Predicting earthquakes has been an impossible dream for seismologists practically since the discipline first emerged over 150 years ago. To this day, in fact, the U.S. Geological Survey’s official FAQ states unequivocally, “No. Neither the USGS nor any other scientists have ever predicted a major earthquake […] and we do not expect to know how any time in the foreseeable future.”
But don’t lose hope yet. Researchers have trained machine-learning tools on subtle tectonic strain data collected near California’s San Andreas Fault, discovering previously unknown “slow-slip events,” which they report “may influence the timing and occurrence” of low-frequency earthquakes (LFEs). Some geoscientists have already called the field’s growing understanding of these slow tectonic shifts, effectively imperceptible on Earth’s surface, nothing short of a “revolution” in earthquake science given “the fact that they can trigger catastrophic large earthquakes.” By understanding how slow slips become LFEs, in other words, the new study has brought seismologists closer to understanding the true early warning signs that could one day help predict major quakes.
“We wanted to know if important slow displacement processes might be hidden in years of continuous deformation measurements,” the new study’s lead author, geophysicist & seismologist Zahra Zali, said in a statement translated via Google. “Artificial intelligence enabled us to recognize their patterns, which would otherwise have gone unnoticed.”
An ‘aseismic’ shift #
Faults can release the pressure that builds up due to stress on tectonic plates either quickly, via a seismic event, or slowly, via an “aseismic” slip. These latter slow slips, as Zali and her coauthors wrote in Nature Communications, “can last from minutes to months.” But, given that these events generate none of the rumbling waves recorded by seismometers, the phenomenon has been poorly understood until recently.
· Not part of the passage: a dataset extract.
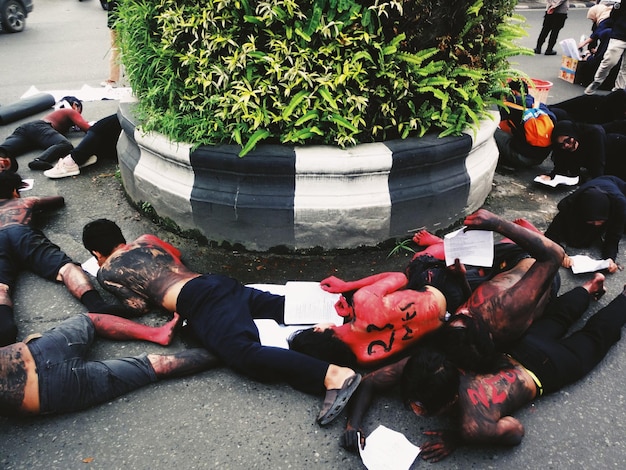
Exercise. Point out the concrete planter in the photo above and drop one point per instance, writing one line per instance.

“These events are difficult to identify using conventional methods because they are small and often hidden within complex background signals,” Zali said. (In fact, as Penn State geoscientist Chris Marone noted in 2019, LFEs and slow slips were both considered “non-existent and theoretically impossible not long ago.”)
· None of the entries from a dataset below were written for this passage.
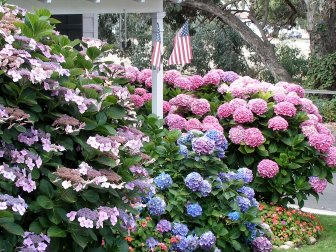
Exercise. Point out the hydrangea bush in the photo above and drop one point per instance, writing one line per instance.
(199, 205)
(70, 156)
(273, 128)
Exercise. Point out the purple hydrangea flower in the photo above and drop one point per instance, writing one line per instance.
(180, 229)
(156, 206)
(163, 181)
(207, 240)
(244, 203)
(248, 191)
(234, 216)
(151, 243)
(205, 188)
(163, 226)
(193, 181)
(183, 150)
(194, 210)
(262, 244)
(203, 145)
(245, 174)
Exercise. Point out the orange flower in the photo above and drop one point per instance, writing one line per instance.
(128, 238)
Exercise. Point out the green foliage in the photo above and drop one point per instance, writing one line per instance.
(321, 73)
(36, 101)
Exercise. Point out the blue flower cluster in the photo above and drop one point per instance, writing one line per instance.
(163, 181)
(194, 210)
(195, 182)
(156, 206)
(203, 143)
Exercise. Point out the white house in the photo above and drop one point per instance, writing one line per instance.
(90, 9)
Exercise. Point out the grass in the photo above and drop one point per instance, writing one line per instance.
(327, 241)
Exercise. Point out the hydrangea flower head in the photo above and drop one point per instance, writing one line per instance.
(163, 181)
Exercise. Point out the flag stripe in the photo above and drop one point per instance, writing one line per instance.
(182, 51)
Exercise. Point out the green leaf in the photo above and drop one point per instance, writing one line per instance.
(44, 202)
(56, 231)
(13, 228)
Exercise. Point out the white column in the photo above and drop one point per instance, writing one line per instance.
(157, 75)
(90, 25)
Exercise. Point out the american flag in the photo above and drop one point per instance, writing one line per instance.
(182, 52)
(157, 49)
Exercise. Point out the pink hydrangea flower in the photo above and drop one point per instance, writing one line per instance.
(253, 137)
(258, 106)
(200, 107)
(182, 100)
(140, 91)
(193, 124)
(236, 134)
(331, 157)
(277, 123)
(224, 110)
(210, 126)
(285, 109)
(196, 81)
(166, 107)
(176, 122)
(137, 100)
(212, 77)
(147, 97)
(170, 76)
(237, 103)
(267, 168)
(321, 142)
(183, 83)
(148, 82)
(223, 88)
(243, 115)
(318, 184)
(144, 75)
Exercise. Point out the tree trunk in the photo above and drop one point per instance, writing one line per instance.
(321, 20)
(262, 47)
Zali and her colleagues in Germany and the United States collected a continuous daily feed of measurements via boreholes along California’s San Andreas Fault near Parkfield. They used sensitive strainmeters capable of capturing subtle deformations in these deep rocks—across mere seconds to multiple weeks—filling a data gap in between what seismometers and high-precision global positioning sensors (GPS) can currently collect.
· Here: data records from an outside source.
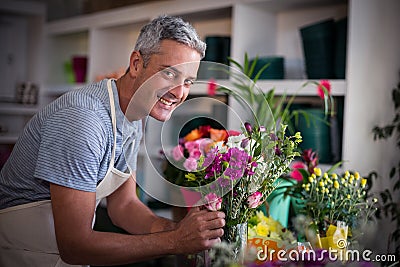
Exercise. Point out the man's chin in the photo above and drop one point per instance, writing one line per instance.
(161, 117)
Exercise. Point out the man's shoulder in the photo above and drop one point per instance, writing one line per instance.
(93, 97)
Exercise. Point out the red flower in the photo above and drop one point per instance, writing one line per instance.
(295, 174)
(324, 88)
(212, 87)
(205, 130)
(311, 159)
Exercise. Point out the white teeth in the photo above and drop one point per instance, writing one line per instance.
(162, 100)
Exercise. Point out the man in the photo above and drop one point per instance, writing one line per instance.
(73, 153)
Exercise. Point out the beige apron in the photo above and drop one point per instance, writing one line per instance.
(27, 236)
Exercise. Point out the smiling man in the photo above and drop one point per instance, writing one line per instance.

The team had roughly eight years of this data to work with, taken from four strainmeters along the Parkfield section of the fault between 2009 and 2016: exactly the kind of overwhelming torrent of information one might want a dedicated deep learning AI to comb through for patterns. Zali and her colleagues found that these slow-slip events were often matched in time to LFEs locally, which they defined as within 6.2 miles (10 kilometers) nearby and under 12.4 miles (20 km) deep.
“Our results show that these ‘earthquakes in slow motion’ are not isolated phenomena […] suggesting that slow sliding plays an important role in the development of stress conditions along active faults,” as Zali’s coauthor Patricia Martínez-Garzón, a professor of applied seismology at GFZ, explained in a statement translated via Google.
Robot rock #
Zali and her coauthors hope to do more AI analysis on fault lines beyond the San Andreas to more thoroughly corroborate this apparent link between slow slips and more significant seismic activity. That work would help clear up the rather tricky reality that they had much more data on California LFEs, approximately 500,000 mini-quakes over their time period, compared to the only 92 slow-slip events they managed to identify near Parkfield.
Detecting these quiet preambles to major seismic activity, according to Zali, will be essential to understanding how fault lines build up into stress that can crack as natural disasters later on.
“Many important faulting processes occur without causing damaging earthquakes,” Zali noted. “By detecting these hidden signals, we can gain a more complete picture of how faults behave between earthquakes and how stress is transmitted through the Earth’s crust.”